Extended Data Fig. 10. VDR signaling controls gut inflammation.

(a-c) Daily weight loss (a) of Vdr^+/+ and Vdr^–/– mice during the course of DSS-induced colitis. Clinical scores (b) and hematoxylin and eosin histology (c) of representative colons on day 10 of colitis are shown. (d) Schematic representation of the T cell adaptive transfer model of colitis. Rag1^–/– mice are transferred with either Vdr^+/+ or Vdr^–/– naïve T cells. (e-g) Weight loss (e) of Rag1^–/– mice in d during the course of T cell adaptive transfer-induced colitis.
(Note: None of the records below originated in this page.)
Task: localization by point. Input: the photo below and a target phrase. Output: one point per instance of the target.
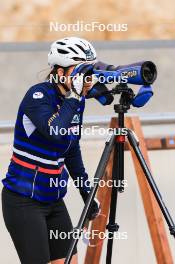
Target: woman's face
(87, 85)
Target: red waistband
(34, 167)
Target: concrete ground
(137, 248)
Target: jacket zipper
(34, 179)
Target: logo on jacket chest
(76, 119)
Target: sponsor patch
(38, 95)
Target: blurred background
(25, 38)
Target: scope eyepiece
(148, 72)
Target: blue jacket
(43, 153)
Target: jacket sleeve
(75, 166)
(38, 108)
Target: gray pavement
(137, 248)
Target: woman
(32, 197)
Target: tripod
(116, 143)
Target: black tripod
(116, 142)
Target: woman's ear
(60, 72)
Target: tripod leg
(98, 176)
(112, 226)
(135, 145)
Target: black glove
(95, 208)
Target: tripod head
(126, 97)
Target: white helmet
(70, 51)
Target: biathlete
(32, 205)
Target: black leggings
(40, 232)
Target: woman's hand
(87, 85)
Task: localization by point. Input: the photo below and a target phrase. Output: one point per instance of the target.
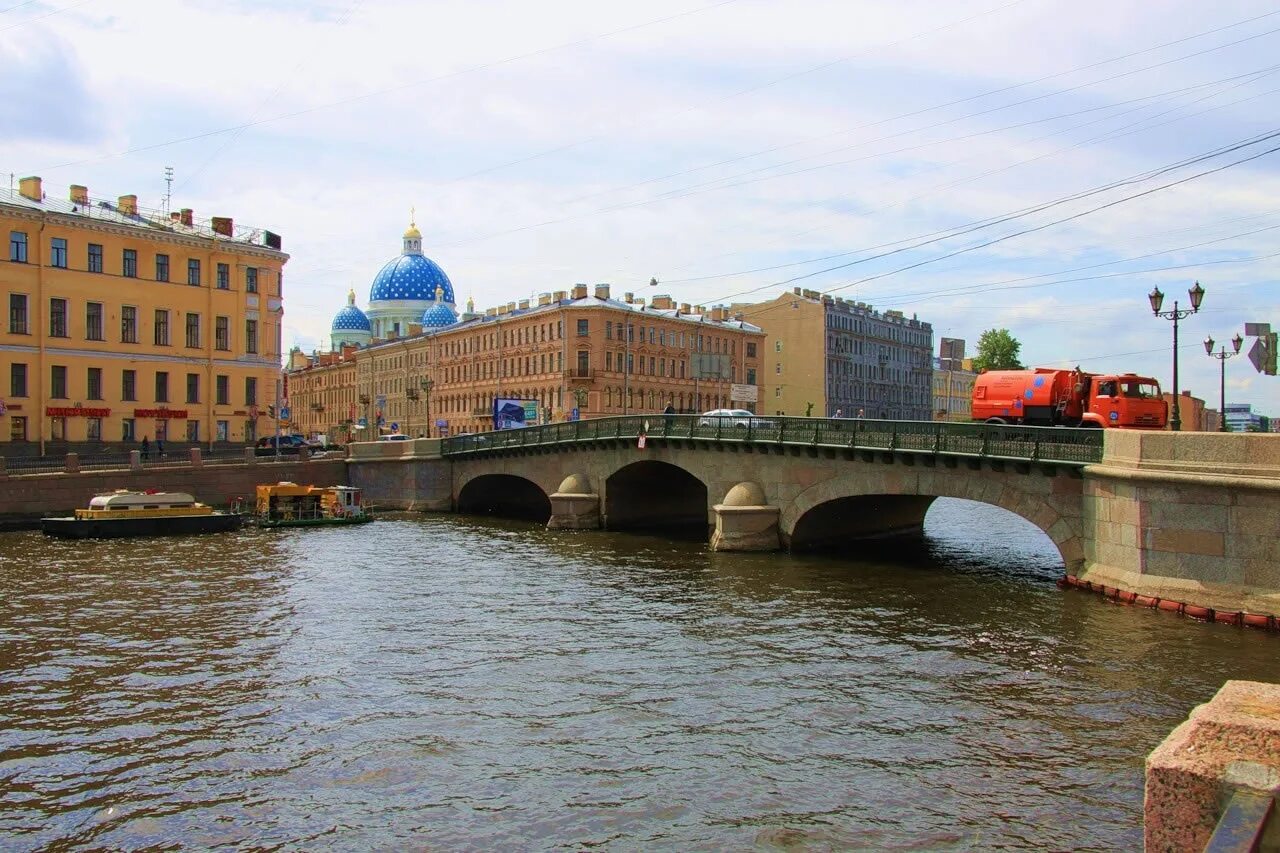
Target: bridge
(1183, 518)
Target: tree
(997, 350)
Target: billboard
(513, 414)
Clinical scores (f) and hematoxylin and eosin histology (g) of representative colons on day 67 of colitis are shown. Data are representative of two independent experiments. n represents biologically independent animals. Bars indicate mean ± SEM values in a, b, e, f. ∗∗p < 0.01 and ∗∗∗p < 0.001 in two-way analysis of variance followed by the Bonferroni post hoc test in a, e, or ∗p < 0.05 and ∗∗p < 0.01 in two-tailed Student’s t test in b, f.